4.3. New Tools for Collaborative Water Management

[35] Our analysis highlights the role that the GRACE mission, and other recent and near future advances in hydrologic remote sensing, can play as important new tools for regional and transboundary environmental decision making. The study described here offers a valuable and unique opportunity to understand hydrologic trends in a data-inaccessible region such as the region of the Middle East studied here. Using GRACE data, we reported that nearly 144 km3 of water was lost in the TEWI region from 2003 to 2009. Using supplementary data sets from global hydrologic models and from satellite altimetry in a mass balance framework, we determined that the drivers of this trend were a combination of drought and corresponding increases in groundwater use. Approximately 91 km3 of the total amount of water lost during the study period came from groundwater.

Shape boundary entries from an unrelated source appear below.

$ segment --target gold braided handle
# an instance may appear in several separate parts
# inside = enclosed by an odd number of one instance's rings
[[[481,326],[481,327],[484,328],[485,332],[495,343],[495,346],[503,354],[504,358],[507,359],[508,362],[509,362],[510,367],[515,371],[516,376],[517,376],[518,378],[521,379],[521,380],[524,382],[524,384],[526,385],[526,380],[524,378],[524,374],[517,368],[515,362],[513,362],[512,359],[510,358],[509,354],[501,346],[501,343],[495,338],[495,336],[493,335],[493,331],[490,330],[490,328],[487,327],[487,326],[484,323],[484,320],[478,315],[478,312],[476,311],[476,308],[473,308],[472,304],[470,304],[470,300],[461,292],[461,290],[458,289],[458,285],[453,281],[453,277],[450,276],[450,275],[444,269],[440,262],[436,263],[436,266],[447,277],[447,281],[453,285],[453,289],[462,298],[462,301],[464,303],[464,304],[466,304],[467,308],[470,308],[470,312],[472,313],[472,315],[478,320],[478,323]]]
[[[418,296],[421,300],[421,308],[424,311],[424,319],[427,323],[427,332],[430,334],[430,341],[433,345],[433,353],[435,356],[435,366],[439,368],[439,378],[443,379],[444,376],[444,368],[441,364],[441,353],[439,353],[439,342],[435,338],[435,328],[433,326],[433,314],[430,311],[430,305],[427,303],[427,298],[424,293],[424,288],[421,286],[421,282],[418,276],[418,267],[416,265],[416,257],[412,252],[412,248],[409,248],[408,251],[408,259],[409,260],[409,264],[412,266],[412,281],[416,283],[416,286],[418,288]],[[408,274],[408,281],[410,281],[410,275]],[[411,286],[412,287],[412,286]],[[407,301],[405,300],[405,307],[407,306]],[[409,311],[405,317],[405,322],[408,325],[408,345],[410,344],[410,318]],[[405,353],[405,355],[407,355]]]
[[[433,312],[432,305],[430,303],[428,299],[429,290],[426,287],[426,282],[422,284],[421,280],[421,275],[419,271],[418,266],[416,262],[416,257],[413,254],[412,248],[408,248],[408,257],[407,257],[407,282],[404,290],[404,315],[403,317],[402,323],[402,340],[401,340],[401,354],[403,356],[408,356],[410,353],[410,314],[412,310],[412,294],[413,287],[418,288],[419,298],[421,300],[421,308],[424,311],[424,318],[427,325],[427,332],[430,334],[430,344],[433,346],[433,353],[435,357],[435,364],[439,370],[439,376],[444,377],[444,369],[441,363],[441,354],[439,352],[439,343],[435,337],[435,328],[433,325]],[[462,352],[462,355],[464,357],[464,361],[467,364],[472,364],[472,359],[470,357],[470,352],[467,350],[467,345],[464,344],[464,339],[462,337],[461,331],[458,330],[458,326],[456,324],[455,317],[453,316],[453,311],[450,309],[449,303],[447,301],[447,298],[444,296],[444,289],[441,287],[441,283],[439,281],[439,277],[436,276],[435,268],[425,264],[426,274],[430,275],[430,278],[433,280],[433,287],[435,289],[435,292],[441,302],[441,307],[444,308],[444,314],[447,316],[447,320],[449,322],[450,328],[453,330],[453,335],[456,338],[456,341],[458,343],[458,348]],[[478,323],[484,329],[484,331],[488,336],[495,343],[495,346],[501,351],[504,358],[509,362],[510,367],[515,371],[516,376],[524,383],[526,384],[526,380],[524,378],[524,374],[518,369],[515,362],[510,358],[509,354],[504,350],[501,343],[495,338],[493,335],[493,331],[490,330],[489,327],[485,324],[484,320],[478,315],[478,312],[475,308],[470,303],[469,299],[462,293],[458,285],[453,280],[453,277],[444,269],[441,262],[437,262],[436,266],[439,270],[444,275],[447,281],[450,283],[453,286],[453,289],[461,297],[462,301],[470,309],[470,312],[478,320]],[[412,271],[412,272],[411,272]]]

[36] Our analysis also placed this research in its regional economic and political context. Economically, this crisis resulted in the loss of agricultural yields, unemployment, emotional hardship, and mass migrations. Politically, the response to the drought represents a missed opportunity for cooperative transboundary water management.

[37] Hopefully, we provided valuable insights for a region with little transparency in its water management decisions and few publicly available data sources. Although there is no substitute for ground-based observational data, GRACE and other emerging satellite water sensors will provide a unique tool for water management across the globe. Presented with a holistic picture of changing water availability, while confronted with the common problems of preserving and protecting this shared resource, nations and states may experience new incentives to collaborate on water management issues across political boundaries. Moreover, the synoptic view from space may ultimately render data denial and management opacity policies obsolete, as water management practices are being increasingly revealed from space [Swenson and Wahr, 2009; Tiwari et al., 2009; Rodell et al., 2009; Famiglietti et al., 2011b], and simultaneously, they are being better represented in regional and global hydrological models [Famiglietti et al., 2011a; Wood et al., 2011].

[38] Emerging advances in hydrologic remote sensing and hydrological models, combined with enhanced access to observational data, suggest that the opportunity to construct the most accurate and holistic picture of freshwater availability, for a particular region or across the globe, is now on us. Such science-informed studies are essential for more effective, sustainable, and in transboundary regions, collaborative water management.


[39] The authors thank J. T. Reager, UC Center for Hydrologic Modeling, and T. Beach, C. Weiss, and E. Stephen, Georgetown University, for their valuable comments. This work was funded by grants from the NASA GRACE Science Team and the MRPI program of the University of California Office of the President.